Vinnie hesitated, then rose clumsily to his feet, using the blanket to cover his crotch, and uncovering the girl, who shrieked and cursed him. Vinnie kicked out at her and told her to shut the fuck up, exposing himself in the process.

Vinnie went into the corner and put on jeans, a T-shirt, and boots, and Harry then cuffed him and led him out.
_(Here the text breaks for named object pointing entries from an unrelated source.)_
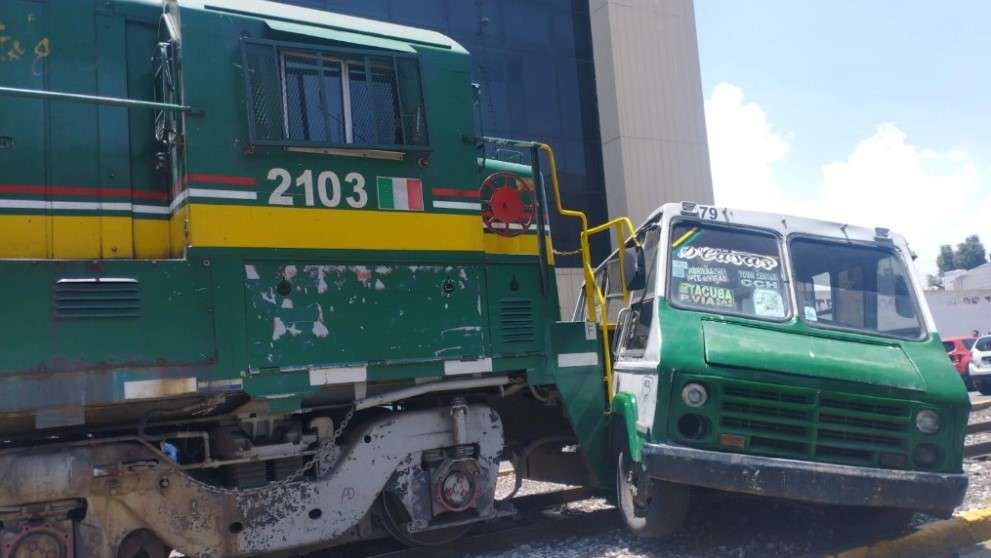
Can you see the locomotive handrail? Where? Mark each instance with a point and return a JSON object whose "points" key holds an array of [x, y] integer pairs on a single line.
{"points": [[96, 99], [595, 300]]}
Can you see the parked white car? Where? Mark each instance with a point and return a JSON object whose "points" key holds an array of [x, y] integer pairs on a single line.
{"points": [[980, 364]]}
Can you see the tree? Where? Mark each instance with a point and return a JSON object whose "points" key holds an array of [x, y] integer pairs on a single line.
{"points": [[945, 259], [969, 254]]}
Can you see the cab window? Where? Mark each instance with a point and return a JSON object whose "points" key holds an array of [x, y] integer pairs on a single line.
{"points": [[320, 97]]}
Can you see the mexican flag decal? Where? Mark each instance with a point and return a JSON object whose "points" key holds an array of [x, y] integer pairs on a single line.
{"points": [[400, 194]]}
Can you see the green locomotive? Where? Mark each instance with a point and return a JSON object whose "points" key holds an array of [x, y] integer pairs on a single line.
{"points": [[271, 297]]}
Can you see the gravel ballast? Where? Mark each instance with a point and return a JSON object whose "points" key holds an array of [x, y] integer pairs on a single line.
{"points": [[725, 525]]}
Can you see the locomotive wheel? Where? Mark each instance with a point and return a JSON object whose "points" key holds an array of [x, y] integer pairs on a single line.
{"points": [[142, 544], [650, 508], [392, 511]]}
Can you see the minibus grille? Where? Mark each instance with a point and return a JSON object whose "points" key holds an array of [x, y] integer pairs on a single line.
{"points": [[805, 423]]}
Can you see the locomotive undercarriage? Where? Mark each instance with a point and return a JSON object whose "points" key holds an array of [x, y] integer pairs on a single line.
{"points": [[422, 471]]}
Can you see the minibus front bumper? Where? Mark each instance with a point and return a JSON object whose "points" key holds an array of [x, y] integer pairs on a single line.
{"points": [[935, 493]]}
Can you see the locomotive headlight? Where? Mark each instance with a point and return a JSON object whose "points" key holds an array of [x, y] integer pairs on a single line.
{"points": [[694, 395], [927, 421]]}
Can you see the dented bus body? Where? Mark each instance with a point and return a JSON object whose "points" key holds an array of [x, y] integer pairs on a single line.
{"points": [[779, 356]]}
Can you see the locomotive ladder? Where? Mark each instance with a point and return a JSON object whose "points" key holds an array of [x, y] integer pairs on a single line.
{"points": [[595, 299]]}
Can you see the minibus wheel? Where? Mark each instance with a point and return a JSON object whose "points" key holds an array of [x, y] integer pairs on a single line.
{"points": [[650, 508]]}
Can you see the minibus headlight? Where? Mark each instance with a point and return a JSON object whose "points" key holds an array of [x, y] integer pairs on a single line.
{"points": [[694, 395], [927, 421]]}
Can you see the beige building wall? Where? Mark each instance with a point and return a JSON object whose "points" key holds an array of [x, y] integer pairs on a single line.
{"points": [[649, 88], [650, 104]]}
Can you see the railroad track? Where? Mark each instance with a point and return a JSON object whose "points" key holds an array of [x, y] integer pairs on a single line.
{"points": [[539, 517]]}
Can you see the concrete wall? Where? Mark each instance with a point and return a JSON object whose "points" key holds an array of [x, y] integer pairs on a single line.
{"points": [[651, 120], [650, 104]]}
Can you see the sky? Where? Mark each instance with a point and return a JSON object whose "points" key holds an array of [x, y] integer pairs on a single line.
{"points": [[869, 112]]}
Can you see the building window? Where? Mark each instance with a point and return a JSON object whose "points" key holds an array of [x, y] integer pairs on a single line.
{"points": [[313, 97]]}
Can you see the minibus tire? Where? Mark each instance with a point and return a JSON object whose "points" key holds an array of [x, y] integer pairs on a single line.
{"points": [[665, 509]]}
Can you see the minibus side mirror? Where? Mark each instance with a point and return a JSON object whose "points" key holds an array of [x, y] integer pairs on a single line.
{"points": [[634, 266]]}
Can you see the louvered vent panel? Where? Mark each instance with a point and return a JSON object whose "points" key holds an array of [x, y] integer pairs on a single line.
{"points": [[516, 320], [97, 297]]}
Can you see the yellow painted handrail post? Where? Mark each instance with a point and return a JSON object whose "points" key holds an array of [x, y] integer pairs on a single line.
{"points": [[596, 309]]}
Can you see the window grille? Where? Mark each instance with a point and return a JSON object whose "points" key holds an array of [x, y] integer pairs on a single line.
{"points": [[299, 95]]}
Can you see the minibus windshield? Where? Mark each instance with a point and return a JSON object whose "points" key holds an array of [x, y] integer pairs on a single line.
{"points": [[727, 270]]}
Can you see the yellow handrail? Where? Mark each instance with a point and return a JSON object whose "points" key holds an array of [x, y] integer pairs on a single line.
{"points": [[595, 300]]}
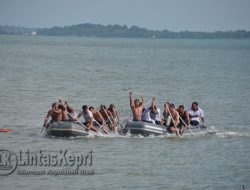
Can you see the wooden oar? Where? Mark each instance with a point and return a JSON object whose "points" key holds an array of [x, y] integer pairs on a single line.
{"points": [[128, 90], [177, 131], [108, 116], [186, 125], [6, 130], [87, 129], [101, 126]]}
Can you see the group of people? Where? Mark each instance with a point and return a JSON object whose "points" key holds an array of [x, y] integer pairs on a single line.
{"points": [[174, 119], [108, 119], [105, 118]]}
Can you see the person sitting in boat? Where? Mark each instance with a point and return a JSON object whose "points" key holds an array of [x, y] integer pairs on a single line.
{"points": [[98, 119], [196, 115], [146, 115], [184, 117], [70, 110], [107, 115], [97, 116], [114, 113], [64, 112], [88, 117], [136, 107], [171, 113], [54, 113], [155, 113]]}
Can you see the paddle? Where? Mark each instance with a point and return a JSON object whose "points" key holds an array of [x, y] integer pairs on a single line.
{"points": [[203, 125], [6, 130], [108, 116], [186, 125], [129, 90], [177, 131], [87, 129], [101, 126]]}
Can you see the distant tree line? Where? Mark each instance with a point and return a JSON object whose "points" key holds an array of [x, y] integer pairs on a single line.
{"points": [[97, 30]]}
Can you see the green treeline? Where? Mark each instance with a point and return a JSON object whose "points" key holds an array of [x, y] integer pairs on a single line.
{"points": [[96, 30], [118, 31]]}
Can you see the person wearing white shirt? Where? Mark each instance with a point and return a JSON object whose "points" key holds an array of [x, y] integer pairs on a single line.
{"points": [[155, 113], [196, 115], [88, 117], [146, 115]]}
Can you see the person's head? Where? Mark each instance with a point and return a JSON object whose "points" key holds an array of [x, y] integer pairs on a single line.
{"points": [[84, 108], [171, 107], [54, 105], [102, 107], [137, 103], [92, 109], [194, 106], [111, 106], [60, 106], [181, 108]]}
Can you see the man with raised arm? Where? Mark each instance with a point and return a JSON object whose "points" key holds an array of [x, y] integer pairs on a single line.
{"points": [[88, 117], [136, 107], [55, 113], [196, 115]]}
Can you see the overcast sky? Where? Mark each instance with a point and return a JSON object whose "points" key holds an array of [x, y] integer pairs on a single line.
{"points": [[174, 15]]}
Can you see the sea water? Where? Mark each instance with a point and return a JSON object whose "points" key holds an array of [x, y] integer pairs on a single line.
{"points": [[37, 71]]}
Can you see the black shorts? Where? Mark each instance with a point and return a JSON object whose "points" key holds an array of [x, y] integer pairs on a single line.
{"points": [[194, 123]]}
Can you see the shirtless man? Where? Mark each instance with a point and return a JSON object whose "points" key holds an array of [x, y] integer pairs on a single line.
{"points": [[64, 112], [184, 117], [69, 113], [136, 107], [169, 110], [98, 118], [196, 115], [88, 117], [155, 112], [55, 113], [114, 113], [108, 117]]}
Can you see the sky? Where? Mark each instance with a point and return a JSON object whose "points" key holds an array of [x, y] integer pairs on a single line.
{"points": [[173, 15]]}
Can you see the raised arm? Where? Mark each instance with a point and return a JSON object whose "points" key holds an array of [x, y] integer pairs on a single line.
{"points": [[131, 100], [46, 120], [142, 101]]}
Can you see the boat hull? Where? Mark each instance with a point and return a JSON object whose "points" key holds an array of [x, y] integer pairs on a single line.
{"points": [[146, 129], [66, 129]]}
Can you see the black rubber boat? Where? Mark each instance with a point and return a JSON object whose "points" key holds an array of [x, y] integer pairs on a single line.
{"points": [[146, 129], [66, 129]]}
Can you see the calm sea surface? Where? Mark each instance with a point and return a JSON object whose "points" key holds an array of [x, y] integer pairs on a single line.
{"points": [[36, 71]]}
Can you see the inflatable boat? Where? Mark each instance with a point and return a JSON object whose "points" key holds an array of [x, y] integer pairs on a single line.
{"points": [[66, 129], [146, 129]]}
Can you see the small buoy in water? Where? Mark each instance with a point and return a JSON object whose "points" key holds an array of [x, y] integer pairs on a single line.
{"points": [[6, 130]]}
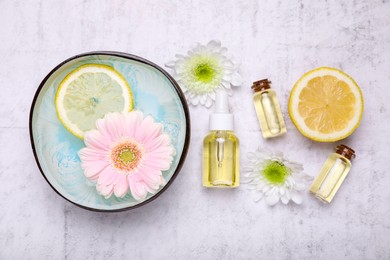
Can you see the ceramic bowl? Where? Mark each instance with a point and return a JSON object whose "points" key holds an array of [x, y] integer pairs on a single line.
{"points": [[56, 150]]}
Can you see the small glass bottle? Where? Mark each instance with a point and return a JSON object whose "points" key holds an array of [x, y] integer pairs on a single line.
{"points": [[332, 173], [268, 109], [221, 148]]}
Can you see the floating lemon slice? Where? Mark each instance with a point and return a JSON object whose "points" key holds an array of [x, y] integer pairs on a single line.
{"points": [[326, 105], [88, 93]]}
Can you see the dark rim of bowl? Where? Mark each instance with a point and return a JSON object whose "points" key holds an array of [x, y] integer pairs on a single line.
{"points": [[131, 57]]}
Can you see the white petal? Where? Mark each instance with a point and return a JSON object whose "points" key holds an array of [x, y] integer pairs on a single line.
{"points": [[259, 197], [296, 197], [284, 199], [272, 200], [208, 102], [299, 186], [214, 45], [202, 99], [236, 79]]}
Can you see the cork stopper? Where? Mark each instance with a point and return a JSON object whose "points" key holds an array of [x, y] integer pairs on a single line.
{"points": [[345, 151], [261, 85]]}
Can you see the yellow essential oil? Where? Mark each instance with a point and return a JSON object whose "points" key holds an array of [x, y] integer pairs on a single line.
{"points": [[221, 150], [332, 173], [221, 159], [268, 109]]}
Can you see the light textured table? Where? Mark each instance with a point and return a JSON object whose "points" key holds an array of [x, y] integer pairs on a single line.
{"points": [[276, 39]]}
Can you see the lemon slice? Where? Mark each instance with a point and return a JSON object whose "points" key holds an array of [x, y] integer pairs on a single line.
{"points": [[88, 93], [326, 105]]}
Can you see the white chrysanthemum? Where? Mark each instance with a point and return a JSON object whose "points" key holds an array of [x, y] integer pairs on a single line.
{"points": [[203, 70], [275, 178]]}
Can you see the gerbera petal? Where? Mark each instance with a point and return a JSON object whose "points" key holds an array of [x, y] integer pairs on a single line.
{"points": [[170, 64], [107, 176], [137, 187], [151, 177], [126, 151], [105, 190], [159, 163]]}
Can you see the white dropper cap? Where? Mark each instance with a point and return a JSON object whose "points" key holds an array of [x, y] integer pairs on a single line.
{"points": [[221, 119]]}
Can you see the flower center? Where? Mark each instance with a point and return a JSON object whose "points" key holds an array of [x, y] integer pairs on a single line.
{"points": [[276, 172], [127, 155], [204, 72]]}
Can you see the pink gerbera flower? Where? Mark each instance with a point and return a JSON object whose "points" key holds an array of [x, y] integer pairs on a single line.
{"points": [[126, 152]]}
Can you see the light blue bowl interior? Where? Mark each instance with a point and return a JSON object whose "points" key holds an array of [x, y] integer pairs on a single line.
{"points": [[56, 148]]}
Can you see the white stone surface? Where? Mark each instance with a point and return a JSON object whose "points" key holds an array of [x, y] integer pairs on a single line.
{"points": [[276, 39]]}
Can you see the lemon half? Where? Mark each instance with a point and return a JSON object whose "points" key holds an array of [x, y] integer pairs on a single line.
{"points": [[88, 93], [326, 105]]}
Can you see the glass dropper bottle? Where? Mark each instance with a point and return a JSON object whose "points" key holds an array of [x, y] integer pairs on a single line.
{"points": [[268, 109], [333, 173]]}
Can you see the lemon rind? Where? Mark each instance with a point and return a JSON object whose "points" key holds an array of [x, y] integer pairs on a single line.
{"points": [[332, 137]]}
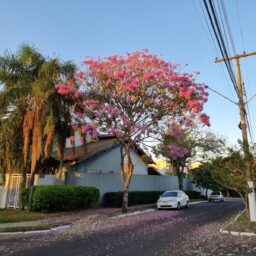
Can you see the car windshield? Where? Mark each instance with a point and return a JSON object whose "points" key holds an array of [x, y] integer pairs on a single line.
{"points": [[215, 193], [170, 194]]}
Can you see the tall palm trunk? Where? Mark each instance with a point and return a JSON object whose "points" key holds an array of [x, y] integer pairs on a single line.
{"points": [[126, 173], [36, 151]]}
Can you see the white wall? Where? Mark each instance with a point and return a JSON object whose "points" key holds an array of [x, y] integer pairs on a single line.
{"points": [[112, 182], [110, 162]]}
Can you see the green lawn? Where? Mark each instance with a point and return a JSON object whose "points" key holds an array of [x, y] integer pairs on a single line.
{"points": [[11, 215], [242, 224]]}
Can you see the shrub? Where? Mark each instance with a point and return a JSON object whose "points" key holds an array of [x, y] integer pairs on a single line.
{"points": [[63, 198], [114, 199]]}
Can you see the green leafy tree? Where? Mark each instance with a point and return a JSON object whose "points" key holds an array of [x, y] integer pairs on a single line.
{"points": [[203, 178], [28, 80]]}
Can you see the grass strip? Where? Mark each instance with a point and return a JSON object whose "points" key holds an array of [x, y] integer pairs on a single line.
{"points": [[242, 224], [14, 215], [27, 228]]}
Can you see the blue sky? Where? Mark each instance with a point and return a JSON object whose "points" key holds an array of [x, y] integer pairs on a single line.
{"points": [[72, 30]]}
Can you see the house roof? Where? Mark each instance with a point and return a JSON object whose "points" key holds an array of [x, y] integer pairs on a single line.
{"points": [[87, 151]]}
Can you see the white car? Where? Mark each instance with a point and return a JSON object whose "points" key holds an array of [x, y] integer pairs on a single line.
{"points": [[216, 196], [173, 199]]}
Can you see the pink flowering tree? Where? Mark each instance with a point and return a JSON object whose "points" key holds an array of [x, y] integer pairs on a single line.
{"points": [[130, 96]]}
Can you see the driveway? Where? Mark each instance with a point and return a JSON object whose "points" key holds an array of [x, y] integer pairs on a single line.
{"points": [[191, 231]]}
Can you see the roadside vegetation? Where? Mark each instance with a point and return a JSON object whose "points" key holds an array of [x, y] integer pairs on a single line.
{"points": [[14, 215], [26, 228], [242, 224]]}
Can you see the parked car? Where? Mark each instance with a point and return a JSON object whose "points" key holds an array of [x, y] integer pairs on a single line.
{"points": [[216, 196], [173, 199]]}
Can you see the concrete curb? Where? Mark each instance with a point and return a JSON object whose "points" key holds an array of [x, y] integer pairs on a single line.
{"points": [[236, 233], [37, 231], [133, 213], [197, 202], [148, 210]]}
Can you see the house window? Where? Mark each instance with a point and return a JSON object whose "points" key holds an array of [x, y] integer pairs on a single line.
{"points": [[94, 170]]}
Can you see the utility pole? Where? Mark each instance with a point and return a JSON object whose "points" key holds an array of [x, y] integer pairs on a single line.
{"points": [[247, 155]]}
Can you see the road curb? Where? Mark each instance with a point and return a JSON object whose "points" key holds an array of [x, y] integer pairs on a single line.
{"points": [[236, 233], [148, 210], [37, 231], [133, 213]]}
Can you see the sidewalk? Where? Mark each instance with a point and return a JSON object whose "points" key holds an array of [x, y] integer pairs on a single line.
{"points": [[68, 218]]}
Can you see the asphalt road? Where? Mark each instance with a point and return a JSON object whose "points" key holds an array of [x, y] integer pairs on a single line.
{"points": [[192, 231]]}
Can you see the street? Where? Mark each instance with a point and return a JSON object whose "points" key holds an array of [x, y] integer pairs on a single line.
{"points": [[193, 231]]}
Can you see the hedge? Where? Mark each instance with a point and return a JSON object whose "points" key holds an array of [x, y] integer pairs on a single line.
{"points": [[114, 199], [49, 198]]}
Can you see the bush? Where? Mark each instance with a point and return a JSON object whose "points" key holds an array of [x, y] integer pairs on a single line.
{"points": [[50, 198], [114, 199]]}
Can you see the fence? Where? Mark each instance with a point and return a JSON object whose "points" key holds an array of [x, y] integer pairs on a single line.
{"points": [[112, 182], [9, 197]]}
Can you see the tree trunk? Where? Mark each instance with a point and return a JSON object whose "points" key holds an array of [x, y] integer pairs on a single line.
{"points": [[125, 201], [179, 175], [31, 190], [126, 173], [180, 179], [23, 183]]}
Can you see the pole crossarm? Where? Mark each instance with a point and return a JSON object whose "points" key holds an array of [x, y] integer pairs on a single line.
{"points": [[236, 57], [246, 149]]}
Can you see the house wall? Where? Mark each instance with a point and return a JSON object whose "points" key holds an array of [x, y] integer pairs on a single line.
{"points": [[109, 162], [112, 182]]}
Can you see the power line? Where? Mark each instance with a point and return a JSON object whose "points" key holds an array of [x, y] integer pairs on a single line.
{"points": [[223, 96], [218, 35], [228, 26], [212, 43]]}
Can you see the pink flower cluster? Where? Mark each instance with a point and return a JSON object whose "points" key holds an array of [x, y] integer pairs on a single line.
{"points": [[175, 152], [120, 91], [64, 89]]}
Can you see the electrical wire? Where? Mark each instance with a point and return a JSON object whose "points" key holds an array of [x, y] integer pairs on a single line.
{"points": [[215, 27], [223, 96]]}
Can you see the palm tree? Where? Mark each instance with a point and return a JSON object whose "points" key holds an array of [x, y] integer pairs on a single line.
{"points": [[29, 80]]}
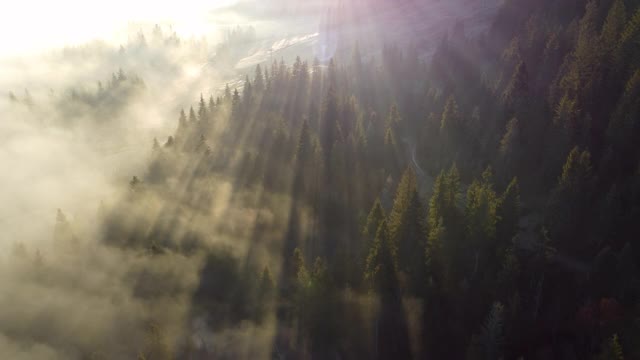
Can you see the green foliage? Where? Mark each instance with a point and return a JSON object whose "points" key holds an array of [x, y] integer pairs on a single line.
{"points": [[382, 264], [612, 349]]}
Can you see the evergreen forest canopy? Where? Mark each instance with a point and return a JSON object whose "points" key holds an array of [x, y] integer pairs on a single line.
{"points": [[478, 203]]}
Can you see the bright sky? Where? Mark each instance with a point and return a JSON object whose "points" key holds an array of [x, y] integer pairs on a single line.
{"points": [[33, 25]]}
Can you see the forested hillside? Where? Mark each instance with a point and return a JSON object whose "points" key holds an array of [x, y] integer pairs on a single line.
{"points": [[479, 203]]}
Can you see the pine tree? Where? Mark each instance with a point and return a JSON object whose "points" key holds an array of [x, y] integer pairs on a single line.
{"points": [[382, 263], [202, 109], [569, 205], [227, 93], [612, 349], [406, 229], [258, 80], [182, 122], [212, 106], [374, 219], [508, 213], [613, 26], [192, 116], [247, 91]]}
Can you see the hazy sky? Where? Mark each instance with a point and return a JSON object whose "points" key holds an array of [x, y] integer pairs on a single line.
{"points": [[34, 25]]}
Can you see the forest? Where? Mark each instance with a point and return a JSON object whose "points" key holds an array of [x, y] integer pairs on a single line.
{"points": [[475, 203]]}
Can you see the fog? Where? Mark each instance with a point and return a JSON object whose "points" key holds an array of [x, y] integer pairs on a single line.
{"points": [[86, 88]]}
Bello put them in cells in the Fifth Precinct and read them their rights. Neither asked for a lawyer. He talked to Vinnie a while, but Vinnie had regained some of his bravado and was uncooperative. That didn’t matter. It was Eric Ritter who was going to crack. Ritter’s toughness went about as deep as his many tattoos. Harry explained to him that he was going to do time, but the kind of time-where and how long-depended on whether he cooperated or not. He pointed out the various things that might happen to a skinny white boy in Attica after hours, especially one who had a big iron cross and swastika tattooed on his chest. He asked Eric to think about fifteen years of that.

In the afternoon, Marlene came down to the precinct. “How’s it going? I see you’re still in one piece.”

Harry said, “The Monkey’s about ready to go.”